It started at 2:00 PM on a Saturday afternoon in April. I am a volunteer at our local observatory, the Custer Institute, in Southold, New York.
Fifteen scouts, their scout leaders and parents arrived. We began with an indoor slide show presentation about astronomy, light, how telescopes work, how to identify constellations, etc. Then we went outside and looked at the sun using a solar telescope.
Then, as the night began to creep in, we had the scouts plus a host of people eager to look through our vast array of telescopes. I had my own personal Orion XX12i set up on the lawn, just next to the observatory dome, ready for the public.
It was a busy and satisfying night. The “star” of the show, was actually the planet Saturn. I was able to get a crude photo by holding my point-and-shot camera to the eyepiece. It was the theoretical maximum magnification, using an Orion 5mm planetary Edge-on eyepiece, enlarging Saturn 300X. Everyone said it was the best they had ever seen it.

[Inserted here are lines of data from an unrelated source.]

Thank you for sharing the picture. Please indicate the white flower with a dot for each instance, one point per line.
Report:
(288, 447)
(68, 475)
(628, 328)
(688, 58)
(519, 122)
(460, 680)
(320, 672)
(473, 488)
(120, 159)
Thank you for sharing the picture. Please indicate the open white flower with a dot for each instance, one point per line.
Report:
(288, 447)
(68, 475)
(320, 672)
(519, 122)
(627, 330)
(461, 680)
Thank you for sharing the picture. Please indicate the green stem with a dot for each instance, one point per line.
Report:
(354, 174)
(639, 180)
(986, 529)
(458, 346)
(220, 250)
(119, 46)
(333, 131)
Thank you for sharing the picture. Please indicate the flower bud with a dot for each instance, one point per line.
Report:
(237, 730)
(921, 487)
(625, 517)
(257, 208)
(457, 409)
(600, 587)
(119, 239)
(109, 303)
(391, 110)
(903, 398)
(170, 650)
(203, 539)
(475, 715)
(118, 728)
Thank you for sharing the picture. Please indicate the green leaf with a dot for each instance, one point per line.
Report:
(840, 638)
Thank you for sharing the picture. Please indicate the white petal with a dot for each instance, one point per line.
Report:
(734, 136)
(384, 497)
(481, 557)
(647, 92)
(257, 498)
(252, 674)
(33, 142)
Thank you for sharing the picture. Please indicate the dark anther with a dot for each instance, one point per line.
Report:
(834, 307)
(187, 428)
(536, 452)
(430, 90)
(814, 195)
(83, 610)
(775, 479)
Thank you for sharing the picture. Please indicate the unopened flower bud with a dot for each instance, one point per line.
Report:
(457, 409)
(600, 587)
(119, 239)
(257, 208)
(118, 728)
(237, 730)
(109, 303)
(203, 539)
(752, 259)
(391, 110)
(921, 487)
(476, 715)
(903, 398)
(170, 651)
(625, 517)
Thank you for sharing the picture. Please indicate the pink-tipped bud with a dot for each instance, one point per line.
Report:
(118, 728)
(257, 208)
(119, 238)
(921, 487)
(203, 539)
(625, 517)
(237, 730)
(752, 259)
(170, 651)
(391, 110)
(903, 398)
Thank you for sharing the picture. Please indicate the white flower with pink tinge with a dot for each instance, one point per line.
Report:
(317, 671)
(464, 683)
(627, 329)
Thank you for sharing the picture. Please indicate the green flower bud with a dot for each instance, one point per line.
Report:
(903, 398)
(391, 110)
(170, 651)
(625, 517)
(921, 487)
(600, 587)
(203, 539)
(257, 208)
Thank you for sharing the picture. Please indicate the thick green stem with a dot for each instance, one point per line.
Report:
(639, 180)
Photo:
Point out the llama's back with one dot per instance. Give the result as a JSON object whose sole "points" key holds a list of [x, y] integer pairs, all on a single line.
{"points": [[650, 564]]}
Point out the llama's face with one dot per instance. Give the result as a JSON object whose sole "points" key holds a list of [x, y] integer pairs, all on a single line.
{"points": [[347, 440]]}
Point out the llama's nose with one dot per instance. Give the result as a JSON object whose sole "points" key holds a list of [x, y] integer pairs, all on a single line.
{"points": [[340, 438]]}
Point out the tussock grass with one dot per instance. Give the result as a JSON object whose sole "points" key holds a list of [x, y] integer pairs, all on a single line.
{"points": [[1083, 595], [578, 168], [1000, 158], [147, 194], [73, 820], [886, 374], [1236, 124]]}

We moved on to some globular Clusters, like M3, and the great Hercules cluster, M13. We also saw the ring nebula, M57, The Owl Nebula, M97, and many galaxies, such as the M81-M82 pair, The Leo trio (M65-M66, NGC3628) the Sombrero (M104), and then some much fainter galaxies, like the Needle Galaxy (NGC 4565 - my favorite!), and some faint fuzzies in Ursa Major and Draco such as NGC 2976, NGC 3077, NGC 5907 and Herschel H215-1 (NGC 5866).
I especially like this time of year as it is “galaxy season”. By just hopping around between the stars Vindemiatrix in Virgo and Denebola in Leo, we must have observed over 20 galaxies with my Orion XX12i. Every once in a while, I’d “ask” the Intelliscope computer to tell me what I was looking it, or on occasion, to find something for me. A handy feature!
While in Leo, we also stopped to look at Regulus (Alpha Leonis) and Algeiba (Gamma Leonis) – both nice double stars.
I was there until 1AM showing the public the beauty of the heavens and our night sky. An 11-hour astronomy marathon for me. If not for the evening dew, which took over, I might have kept going. (Some Orion dew control products are on my list for upgrades). It was a clear day and a clear moonless night – a rare thing for April on Long Island. It was a most enjoyable evening and a great way to celebrate the night sky!
Steve B. explaining to a scout troop how a reflector telescope works.
The Sun, taken through the Solar telescope and Saturn taken with Orion XX12i and small point-and-shoot camera held near the eyepiece.